双子はラッキーだと考える
子どもが授かるのは非常に嬉しいこととはいえ、それが双子となると親は大変です。ただでさえ子育てのことがよくわからないのに、オムツを替えるのも、入浴させるのも、ミルクを与えるのも、赤ちゃんが2人いると、すべての作業が2倍になります。お父さんもお母さんも悪戦苦闘させられることになるでしょう。
とはいえ、大変なのは最初の数年間だけです。
子どもが学校に上がる頃になると、他の親がするような、「うちの子は学校でうまくやれるのだろうか?」という心配はあまりしなくてすむという研究もありますので、その点では安心できます。
双子の子育ては、最初の数年間こそ大変ですが、その後は安心できるようになるので、トータルの労力ではあまり変わらないのです。
イギリスにあるエセックス大学のベロニカ・ラマルシェは、学校にお友だちがいることは、いじめ防止になるという先行研究に基づき、「だとすると、双子というのは学校にお友だちがいるのと同じように機能するはずだから、いじめられたりしないのではないか?」と考えました。
ラマルシェはこの仮説を検証するために、123組の6歳児の双子を調べてみたのですが、まさに仮説通りでした。
双子の子どもは、学校でいじめに遭いにくいことが判明したのです。
双子は、学校で習うことも一緒ですので、自宅ではお互いに助け合うこともできます。
宿題でわからないところがあれば、もう一方の兄弟姉妹に尋ねることができます。お互いに助け合うことができるので、学業で落ちこぼれる可能性も減ります。
参考文献:Lamarche, V., Brendgen, M., Boivin, M., & Vitaro, F. 2006 Do friendships and sibling relationships provide protection against peer victimization in a similar way? Social Development, 15, 373-393.
人間関係の能力も高くなる
双子というのは、自宅の中にお友だちが暮らしているようなものなので、親が遊んであげなくとも、勝手に二人で遊びます。
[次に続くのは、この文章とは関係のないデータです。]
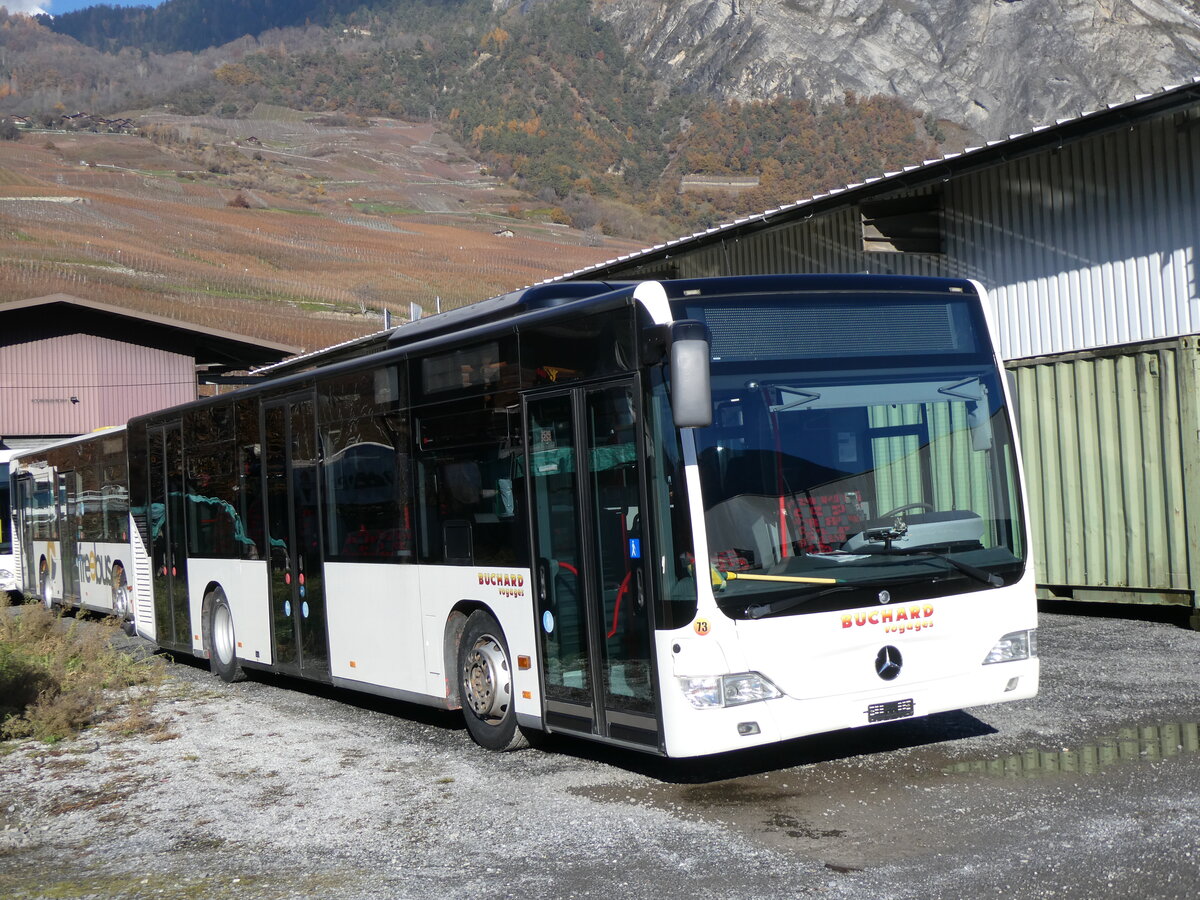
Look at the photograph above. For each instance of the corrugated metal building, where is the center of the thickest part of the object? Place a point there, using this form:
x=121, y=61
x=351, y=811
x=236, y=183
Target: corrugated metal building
x=69, y=366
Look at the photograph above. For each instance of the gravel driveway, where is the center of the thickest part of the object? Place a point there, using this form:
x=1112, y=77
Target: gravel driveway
x=270, y=789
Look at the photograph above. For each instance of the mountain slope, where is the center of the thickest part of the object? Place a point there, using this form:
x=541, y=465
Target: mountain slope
x=999, y=66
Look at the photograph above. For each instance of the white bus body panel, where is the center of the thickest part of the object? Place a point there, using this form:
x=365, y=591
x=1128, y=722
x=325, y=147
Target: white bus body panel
x=825, y=665
x=372, y=610
x=508, y=593
x=245, y=585
x=95, y=561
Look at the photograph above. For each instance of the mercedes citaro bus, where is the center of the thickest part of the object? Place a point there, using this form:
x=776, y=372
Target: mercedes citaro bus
x=682, y=516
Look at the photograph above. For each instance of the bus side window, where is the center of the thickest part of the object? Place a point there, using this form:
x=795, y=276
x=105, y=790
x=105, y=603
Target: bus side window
x=467, y=466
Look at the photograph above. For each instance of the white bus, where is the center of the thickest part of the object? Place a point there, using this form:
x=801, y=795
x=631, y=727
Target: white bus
x=9, y=581
x=683, y=517
x=71, y=513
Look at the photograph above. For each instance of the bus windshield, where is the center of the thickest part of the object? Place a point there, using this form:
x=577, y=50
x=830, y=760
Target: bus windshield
x=881, y=471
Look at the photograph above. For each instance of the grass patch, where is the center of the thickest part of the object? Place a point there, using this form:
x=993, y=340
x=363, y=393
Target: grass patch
x=59, y=676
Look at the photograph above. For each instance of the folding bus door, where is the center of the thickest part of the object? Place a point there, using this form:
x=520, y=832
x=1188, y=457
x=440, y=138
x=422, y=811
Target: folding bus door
x=587, y=502
x=69, y=537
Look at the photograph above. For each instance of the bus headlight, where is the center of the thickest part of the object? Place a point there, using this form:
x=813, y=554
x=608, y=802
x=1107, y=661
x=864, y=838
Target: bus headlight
x=712, y=691
x=1014, y=646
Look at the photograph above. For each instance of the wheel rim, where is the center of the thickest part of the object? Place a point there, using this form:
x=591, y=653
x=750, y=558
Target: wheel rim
x=486, y=679
x=222, y=634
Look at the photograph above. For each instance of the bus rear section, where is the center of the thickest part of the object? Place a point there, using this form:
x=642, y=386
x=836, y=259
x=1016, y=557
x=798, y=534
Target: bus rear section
x=71, y=517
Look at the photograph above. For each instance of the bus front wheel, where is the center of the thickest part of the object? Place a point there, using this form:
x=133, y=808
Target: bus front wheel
x=223, y=648
x=46, y=588
x=485, y=678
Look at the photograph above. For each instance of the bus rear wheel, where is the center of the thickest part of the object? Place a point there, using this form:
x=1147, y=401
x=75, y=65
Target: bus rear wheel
x=485, y=678
x=123, y=610
x=223, y=642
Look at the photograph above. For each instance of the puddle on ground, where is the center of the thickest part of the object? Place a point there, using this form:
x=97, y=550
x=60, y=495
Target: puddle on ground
x=1146, y=743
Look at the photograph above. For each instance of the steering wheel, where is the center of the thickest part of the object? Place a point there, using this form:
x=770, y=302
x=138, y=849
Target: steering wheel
x=898, y=510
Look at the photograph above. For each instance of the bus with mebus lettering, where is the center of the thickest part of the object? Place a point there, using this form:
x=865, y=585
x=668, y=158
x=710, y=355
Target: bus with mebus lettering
x=683, y=516
x=71, y=523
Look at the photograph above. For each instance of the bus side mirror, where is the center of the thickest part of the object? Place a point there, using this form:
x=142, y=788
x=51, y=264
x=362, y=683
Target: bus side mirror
x=691, y=395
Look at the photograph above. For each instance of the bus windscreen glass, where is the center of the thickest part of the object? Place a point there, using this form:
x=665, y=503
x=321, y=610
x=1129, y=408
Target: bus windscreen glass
x=859, y=453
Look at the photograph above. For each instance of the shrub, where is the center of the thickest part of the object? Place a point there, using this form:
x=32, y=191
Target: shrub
x=59, y=676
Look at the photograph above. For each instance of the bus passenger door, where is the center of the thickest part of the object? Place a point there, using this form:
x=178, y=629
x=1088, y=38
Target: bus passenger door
x=587, y=502
x=293, y=523
x=168, y=550
x=69, y=537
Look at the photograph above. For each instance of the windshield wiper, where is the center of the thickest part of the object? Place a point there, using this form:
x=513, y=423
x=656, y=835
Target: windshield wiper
x=790, y=603
x=965, y=568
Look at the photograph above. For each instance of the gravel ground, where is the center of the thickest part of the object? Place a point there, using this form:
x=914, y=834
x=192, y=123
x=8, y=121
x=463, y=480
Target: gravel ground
x=271, y=789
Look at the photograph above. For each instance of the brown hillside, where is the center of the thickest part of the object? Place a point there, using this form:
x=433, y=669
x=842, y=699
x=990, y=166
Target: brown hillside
x=274, y=227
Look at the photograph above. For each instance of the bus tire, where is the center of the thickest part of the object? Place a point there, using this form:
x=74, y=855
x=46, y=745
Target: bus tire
x=123, y=610
x=485, y=678
x=223, y=642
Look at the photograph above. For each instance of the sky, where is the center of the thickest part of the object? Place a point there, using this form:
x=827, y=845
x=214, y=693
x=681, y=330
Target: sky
x=57, y=7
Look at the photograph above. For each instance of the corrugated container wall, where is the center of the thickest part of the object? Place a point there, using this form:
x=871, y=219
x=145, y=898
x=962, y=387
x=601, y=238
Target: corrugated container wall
x=1086, y=246
x=72, y=384
x=1111, y=451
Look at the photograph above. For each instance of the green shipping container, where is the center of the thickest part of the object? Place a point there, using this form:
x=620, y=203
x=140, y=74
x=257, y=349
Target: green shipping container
x=1111, y=449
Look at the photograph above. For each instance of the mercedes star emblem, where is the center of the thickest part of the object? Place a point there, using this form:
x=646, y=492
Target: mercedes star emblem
x=887, y=663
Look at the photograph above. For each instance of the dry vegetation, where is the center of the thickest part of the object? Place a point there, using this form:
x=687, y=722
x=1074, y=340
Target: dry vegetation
x=60, y=676
x=340, y=223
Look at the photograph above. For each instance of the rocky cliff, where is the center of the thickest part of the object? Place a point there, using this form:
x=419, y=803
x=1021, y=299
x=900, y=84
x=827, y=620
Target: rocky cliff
x=997, y=66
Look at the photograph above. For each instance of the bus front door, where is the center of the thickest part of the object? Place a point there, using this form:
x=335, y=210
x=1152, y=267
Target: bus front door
x=587, y=501
x=168, y=549
x=293, y=521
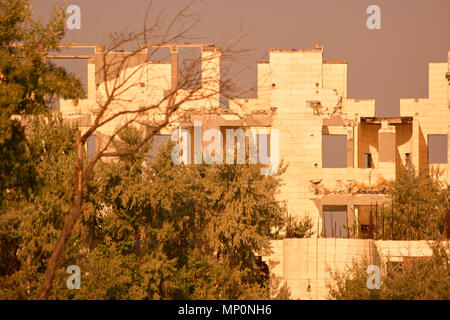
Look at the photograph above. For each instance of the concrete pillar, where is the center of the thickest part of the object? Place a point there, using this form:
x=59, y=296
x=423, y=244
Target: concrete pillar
x=415, y=144
x=386, y=150
x=350, y=147
x=92, y=88
x=174, y=66
x=355, y=144
x=211, y=74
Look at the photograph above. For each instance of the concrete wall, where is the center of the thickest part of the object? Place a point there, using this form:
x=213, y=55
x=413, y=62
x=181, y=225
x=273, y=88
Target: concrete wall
x=305, y=264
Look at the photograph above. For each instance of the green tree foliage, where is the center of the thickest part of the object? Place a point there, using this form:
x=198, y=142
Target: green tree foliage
x=29, y=227
x=425, y=278
x=148, y=232
x=28, y=82
x=420, y=202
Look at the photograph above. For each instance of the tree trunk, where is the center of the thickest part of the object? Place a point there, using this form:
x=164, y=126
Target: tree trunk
x=69, y=223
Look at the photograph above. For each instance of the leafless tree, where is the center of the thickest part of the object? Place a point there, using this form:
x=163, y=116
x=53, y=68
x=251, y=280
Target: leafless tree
x=119, y=106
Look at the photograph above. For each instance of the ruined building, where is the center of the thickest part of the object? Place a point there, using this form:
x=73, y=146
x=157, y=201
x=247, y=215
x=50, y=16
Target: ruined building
x=339, y=155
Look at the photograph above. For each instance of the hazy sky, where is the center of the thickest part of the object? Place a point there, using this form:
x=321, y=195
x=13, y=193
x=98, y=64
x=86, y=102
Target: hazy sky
x=386, y=64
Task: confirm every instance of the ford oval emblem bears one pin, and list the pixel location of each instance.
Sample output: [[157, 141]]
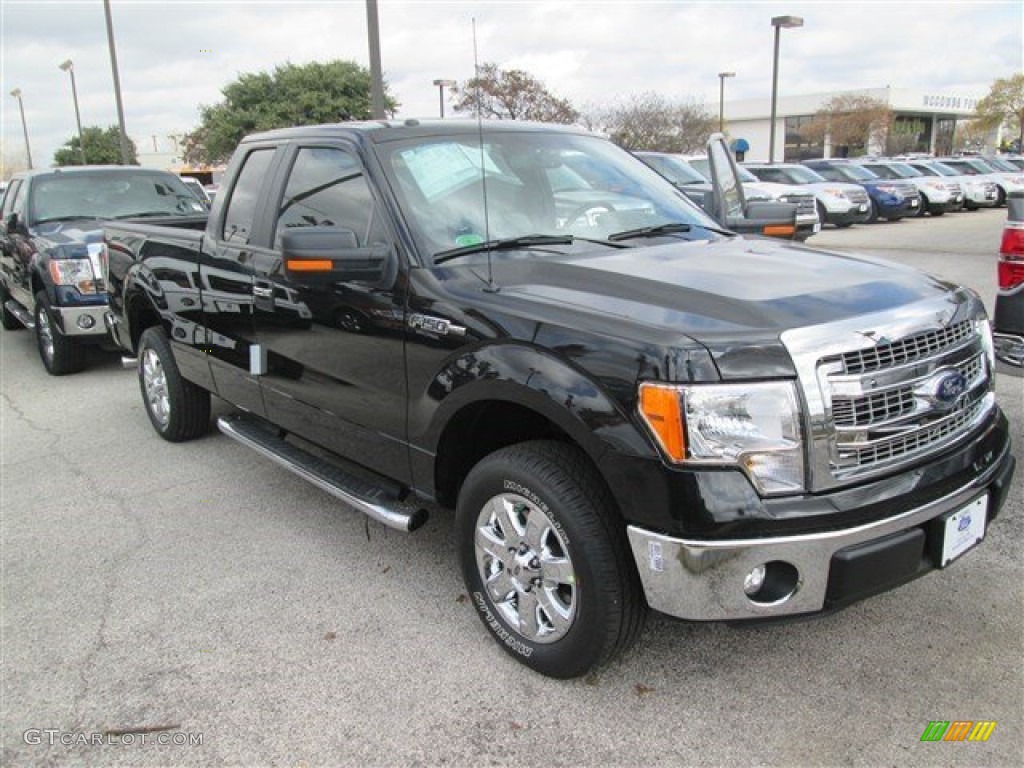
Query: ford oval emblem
[[950, 387]]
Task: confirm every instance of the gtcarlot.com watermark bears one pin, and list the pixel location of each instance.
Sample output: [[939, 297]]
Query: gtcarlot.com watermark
[[134, 737]]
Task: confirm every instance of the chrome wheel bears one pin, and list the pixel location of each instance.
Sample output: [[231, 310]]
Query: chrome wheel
[[45, 332], [525, 567], [155, 383]]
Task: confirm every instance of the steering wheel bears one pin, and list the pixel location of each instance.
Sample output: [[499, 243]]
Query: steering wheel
[[587, 210]]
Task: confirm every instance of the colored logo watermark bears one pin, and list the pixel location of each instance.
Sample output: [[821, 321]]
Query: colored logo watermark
[[958, 730]]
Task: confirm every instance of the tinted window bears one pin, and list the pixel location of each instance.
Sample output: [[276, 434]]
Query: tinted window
[[327, 187], [8, 201], [242, 207]]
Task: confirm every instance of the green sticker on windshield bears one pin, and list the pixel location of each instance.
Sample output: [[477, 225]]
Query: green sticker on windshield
[[469, 239]]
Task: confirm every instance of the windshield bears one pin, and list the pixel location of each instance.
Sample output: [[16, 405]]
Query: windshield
[[674, 169], [65, 197], [1000, 165], [855, 173], [884, 171], [801, 175], [521, 184]]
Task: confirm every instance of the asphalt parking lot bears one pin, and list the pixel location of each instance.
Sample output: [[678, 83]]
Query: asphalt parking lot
[[168, 604]]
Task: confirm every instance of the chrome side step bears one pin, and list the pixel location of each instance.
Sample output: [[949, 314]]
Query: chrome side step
[[23, 314], [369, 499]]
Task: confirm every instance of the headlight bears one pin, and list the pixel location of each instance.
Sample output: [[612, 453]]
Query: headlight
[[756, 427], [77, 272]]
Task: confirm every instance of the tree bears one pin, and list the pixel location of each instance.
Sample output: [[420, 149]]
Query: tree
[[101, 147], [292, 94], [510, 94], [649, 121], [851, 122], [1004, 104]]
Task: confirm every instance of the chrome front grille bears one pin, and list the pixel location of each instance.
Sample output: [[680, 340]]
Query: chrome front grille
[[894, 449], [905, 350], [891, 388]]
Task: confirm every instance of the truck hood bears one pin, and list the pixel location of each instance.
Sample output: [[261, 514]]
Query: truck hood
[[728, 295]]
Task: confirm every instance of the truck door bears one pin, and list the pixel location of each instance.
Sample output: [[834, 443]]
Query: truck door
[[241, 229], [329, 310]]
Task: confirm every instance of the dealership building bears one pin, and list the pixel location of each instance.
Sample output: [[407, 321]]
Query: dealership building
[[926, 119]]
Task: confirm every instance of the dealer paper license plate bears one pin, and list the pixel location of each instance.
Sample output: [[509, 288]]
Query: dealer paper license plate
[[964, 528]]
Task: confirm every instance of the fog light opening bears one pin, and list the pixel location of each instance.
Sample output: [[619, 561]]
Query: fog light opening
[[771, 583]]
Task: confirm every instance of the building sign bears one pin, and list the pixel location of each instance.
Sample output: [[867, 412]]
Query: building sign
[[950, 102]]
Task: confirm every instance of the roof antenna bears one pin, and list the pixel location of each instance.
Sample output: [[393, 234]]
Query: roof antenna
[[492, 288]]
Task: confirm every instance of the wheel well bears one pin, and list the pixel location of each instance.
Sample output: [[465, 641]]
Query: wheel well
[[140, 316], [480, 429]]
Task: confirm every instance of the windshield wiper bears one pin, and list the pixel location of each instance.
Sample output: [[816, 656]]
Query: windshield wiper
[[506, 244], [55, 219], [652, 231], [526, 241], [147, 214]]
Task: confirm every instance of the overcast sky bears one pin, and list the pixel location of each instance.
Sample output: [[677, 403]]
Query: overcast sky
[[175, 55]]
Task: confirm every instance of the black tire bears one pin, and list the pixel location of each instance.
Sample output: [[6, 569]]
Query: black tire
[[822, 213], [922, 206], [592, 607], [177, 409], [60, 355], [10, 323]]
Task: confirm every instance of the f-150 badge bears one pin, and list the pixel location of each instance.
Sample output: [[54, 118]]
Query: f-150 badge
[[436, 326]]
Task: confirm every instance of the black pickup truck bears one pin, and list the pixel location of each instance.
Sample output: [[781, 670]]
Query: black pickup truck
[[626, 406], [50, 243]]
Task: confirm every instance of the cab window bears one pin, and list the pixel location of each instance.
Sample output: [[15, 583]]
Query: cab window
[[241, 212], [327, 187]]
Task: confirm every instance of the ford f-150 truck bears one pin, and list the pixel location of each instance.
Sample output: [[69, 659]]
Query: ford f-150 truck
[[50, 243], [627, 407]]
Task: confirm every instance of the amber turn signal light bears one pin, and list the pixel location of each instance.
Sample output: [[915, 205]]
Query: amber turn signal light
[[659, 407]]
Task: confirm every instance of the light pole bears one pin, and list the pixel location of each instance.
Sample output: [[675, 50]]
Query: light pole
[[441, 84], [69, 67], [16, 93], [721, 98], [778, 23], [125, 156]]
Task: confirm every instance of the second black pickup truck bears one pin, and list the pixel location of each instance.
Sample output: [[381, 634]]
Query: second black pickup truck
[[50, 243], [627, 406]]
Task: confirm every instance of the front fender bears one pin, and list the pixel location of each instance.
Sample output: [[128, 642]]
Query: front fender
[[534, 378]]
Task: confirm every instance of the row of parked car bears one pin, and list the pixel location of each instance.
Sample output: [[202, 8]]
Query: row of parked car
[[846, 192]]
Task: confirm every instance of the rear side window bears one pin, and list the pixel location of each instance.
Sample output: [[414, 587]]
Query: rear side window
[[327, 187], [8, 200], [242, 207]]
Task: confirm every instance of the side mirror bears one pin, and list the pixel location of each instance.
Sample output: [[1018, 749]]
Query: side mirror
[[728, 193], [332, 254]]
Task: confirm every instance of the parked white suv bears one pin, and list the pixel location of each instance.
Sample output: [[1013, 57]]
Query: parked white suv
[[978, 193], [937, 196], [839, 203], [808, 221]]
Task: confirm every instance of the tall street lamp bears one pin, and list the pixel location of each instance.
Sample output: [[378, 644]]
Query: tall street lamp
[[721, 98], [441, 84], [69, 67], [125, 155], [778, 23], [16, 93]]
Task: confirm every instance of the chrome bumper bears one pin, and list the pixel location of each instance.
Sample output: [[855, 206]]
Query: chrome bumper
[[72, 318], [704, 580]]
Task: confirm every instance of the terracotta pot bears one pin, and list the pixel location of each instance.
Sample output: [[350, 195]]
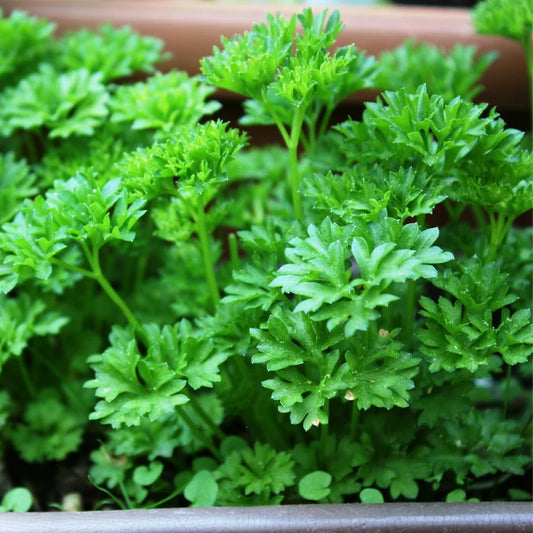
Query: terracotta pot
[[380, 518], [190, 29]]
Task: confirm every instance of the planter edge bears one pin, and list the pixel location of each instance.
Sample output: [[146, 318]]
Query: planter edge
[[195, 27]]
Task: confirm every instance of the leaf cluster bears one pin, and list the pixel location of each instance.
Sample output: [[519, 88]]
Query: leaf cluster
[[224, 325]]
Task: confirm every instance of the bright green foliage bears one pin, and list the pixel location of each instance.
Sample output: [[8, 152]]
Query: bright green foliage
[[342, 457], [422, 130], [478, 444], [5, 408], [61, 105], [503, 187], [462, 332], [18, 500], [254, 476], [198, 157], [202, 489], [24, 41], [147, 475], [21, 319], [508, 18], [79, 210], [16, 183], [449, 74], [311, 369], [363, 193], [315, 485], [292, 340], [162, 103], [371, 496], [381, 371], [282, 324], [269, 44], [114, 52], [383, 253], [133, 385], [50, 430]]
その分、親の手間がかかりません。
また二人でおしゃべりすることで、コミュニケーション・スキルも高くなるでしょうし、ケンカをしたときの仲直りのしかたなども自然に学ぶ機会も増えて、人間関係の能力も高くなるでしょう。
こういうことを考え合わせると、双子を授かるということは、親としてはラッキーなのかもしれません。最初の数年間は本当にキツイでしょうが、その苦しい期間をどうにか乗り切ってしまえば、その後の苦労はあまりしなくてすむのです。
もちろん、双子になると、同時に教育費もかかることになりますが、双子は少なくとも学校でいじめられたり、落ちこぼれたりという心配はせずにすむわけですから、全体で考えれば明らかにメリットのほうが多いのではないかと思われます。
双子の乳飲み子を抱えて、「もうダメ!」と悲鳴を上げている親御さんもいるでしょう。
相当に苦しいという状況は察しますが、大変なのは今だけだと前向きに考えましょう。自分の親や兄弟などにも手助けをお願いし、どうにかして乗り切ってください。